In 1946, George Orwell wrote an essay entitled, “Politics and the English Language,” outlining how politics have corrupted language. I believe strongly that politics–in the broader sense than strictly governance–have served to dilute language, shrouding meaning in insipid semantics (aka those damned excuses I discussed previously).
For instance, I sometimes have arguments with my parents. We can spend hours circumnavigating the actual issue by getting caught up in how things are expressed instead of actually getting down to what needs to be discussed. We fool ourselves into thinking we are protecting the other by being indirect, where we are really only trying to protect ourselves from being brave, standing straight, and speaking clearly.
Orwell developed 6 rules:
1) Never use a metaphor, simile, or other figure of speech which you are used to seeing in print.
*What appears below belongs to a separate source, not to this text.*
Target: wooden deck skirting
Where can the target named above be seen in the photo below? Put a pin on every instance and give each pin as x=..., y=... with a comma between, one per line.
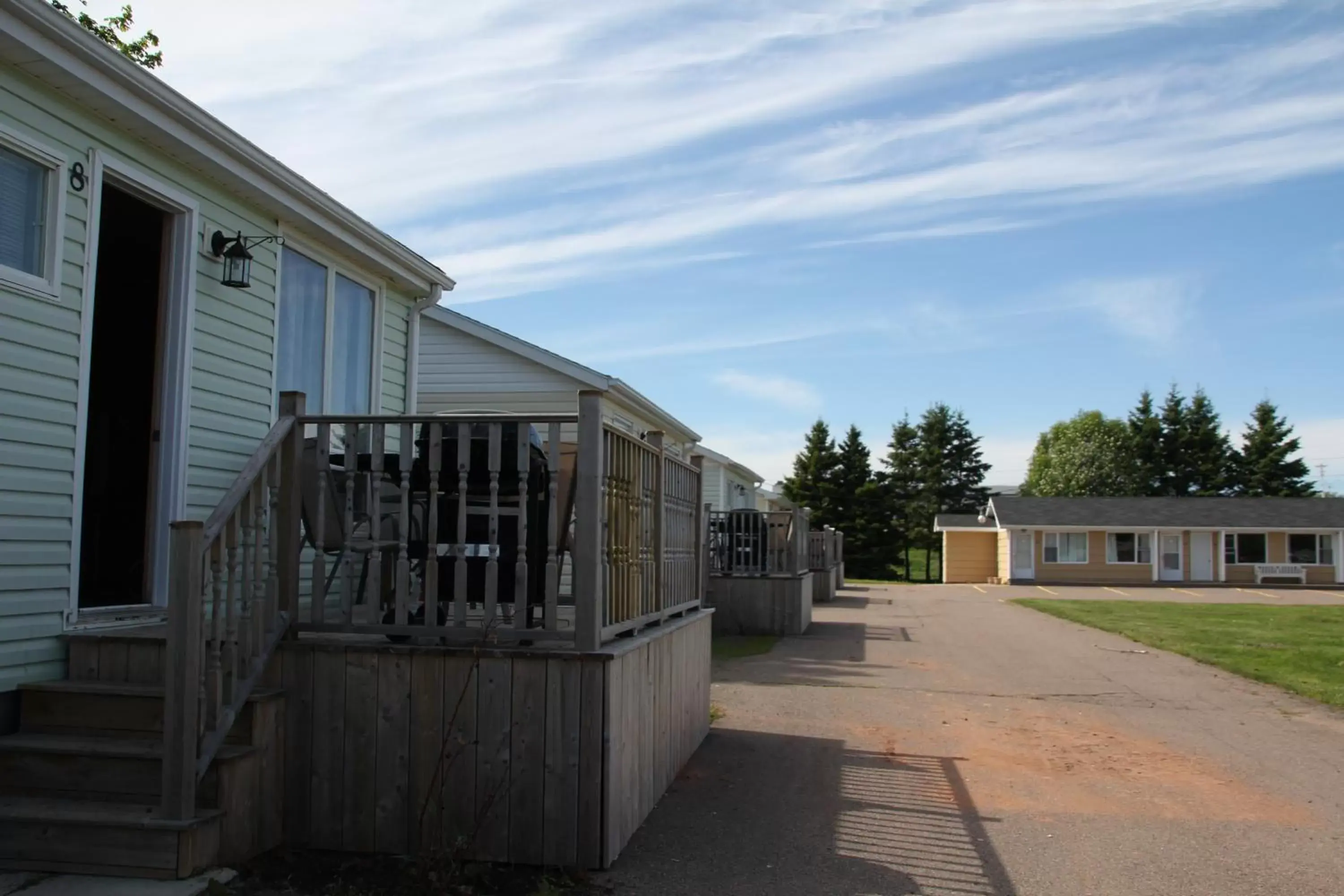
x=507, y=754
2) Never use a long word where a short one will do.
3) Never use the passive where you can use the active.
4) If it is possible to cut a word out, always cut it out.
5) Never use a foreign phrase, a scientific word, or a jargon word if you can think of an everyday English equivalent.
6) Break any of these rules sooner than say anything outright barbarous.
The Johnson blog run by The Economist published a piece on this back in 2013. My favorite part posed revolves around the dogmatic nature absolutes. Almost poignantly put, the piece points out that breaking the rules taps into a human frailty shared by writers or, simply put, people. This is pithy. I like that. That’s what I meant when I referenced certain arguments I have with my parents. We are often afraid of ourselves and self-sabotage in semantics.
Where The Economist seeks to “liberate” these rules by reframing them sans absolutes, I rather like them how they originally are. I think there is a humor here that renders the rules free already. That last rule is everything. You can–and should–break the rules, but do so avec intention.